“He claimed that when he returned home the local school system was controlled by the Ku Klux Klan, which hated Jews, Catholics, blacks and others. He described some of the teachers as ‘old Kluxers’ and claimed they would not let Catholic kids graduate. Because of this he dropped out of school and got his GED.”
He was not quite 16 years old when he earned his GED certificate. The Klan’s alleged involvement doesn’t surprise me. I once wrote about the KKK in Decatur County during that time. D.C. Stephenson, the grand dragon, was trying to maneuver a run for Governor of Indiana. He got arrested for murder instead.
Bill Richardson of Westport read the columns about Lou Alexander with interest. He wrote, “You recently mentioned Walter Lowe, Hubert Stuhrenburg, and George DeMoss in your column about Lou Alexander. I was employed by the Daily News after my discharge from the US Air Force. I worked in the advertising department prior to my departure to Purdue University to earn a teaching degree in elementary education. Murray Gordon was my supervisor. Gordon as well as Stuhrenburg, DeMoss and Lowe were definitely men of honor and integrity. I’ll always have fond memories of employment at the Daily News.” I agree with Bill. Those men were indeed gentlemen of the highest order.

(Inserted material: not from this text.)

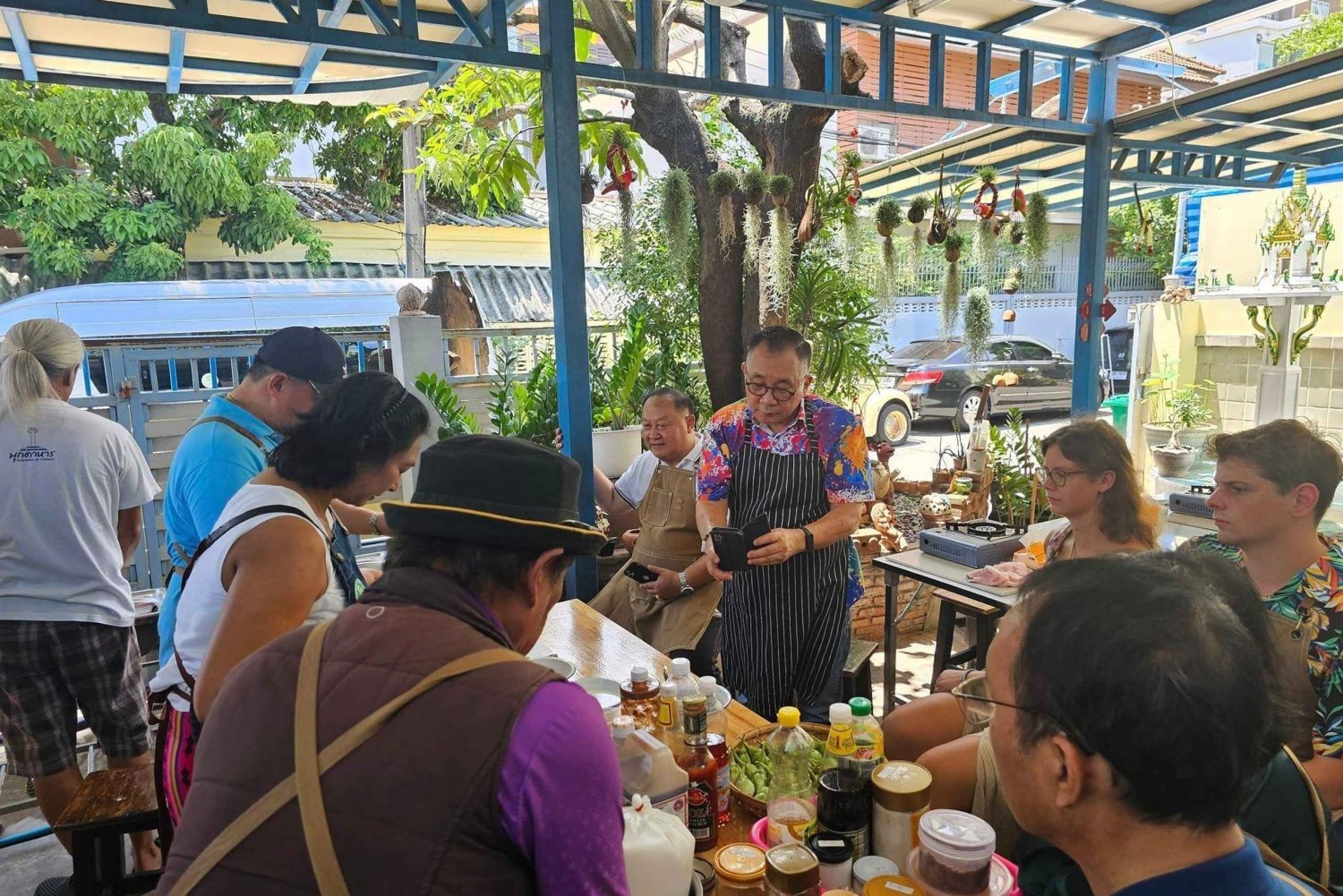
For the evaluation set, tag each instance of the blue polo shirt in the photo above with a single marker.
(210, 465)
(1240, 874)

Paul Kennedy, from near Evansville commented on the column about old almanacs: “Black Tongue: If you Google that phrase you’ll get more about that condition than you ever wanted to know.” (He was right. I’ll leave black tongue to the veterinarians.) Paul sent this history about the phrase, “Always drink upstream from the herd,” that John Tumilty shared. “Back in the time before doctors knew what caused cholera, people drank water directly from the same stream that their livestock, neighbors, and probably themselves had used for a bathroom. Polluted water was the cause of cholera and many deaths because no one knew what caused it. My great great great grandfather died from it in Bourbon County, Ky., in 1832.”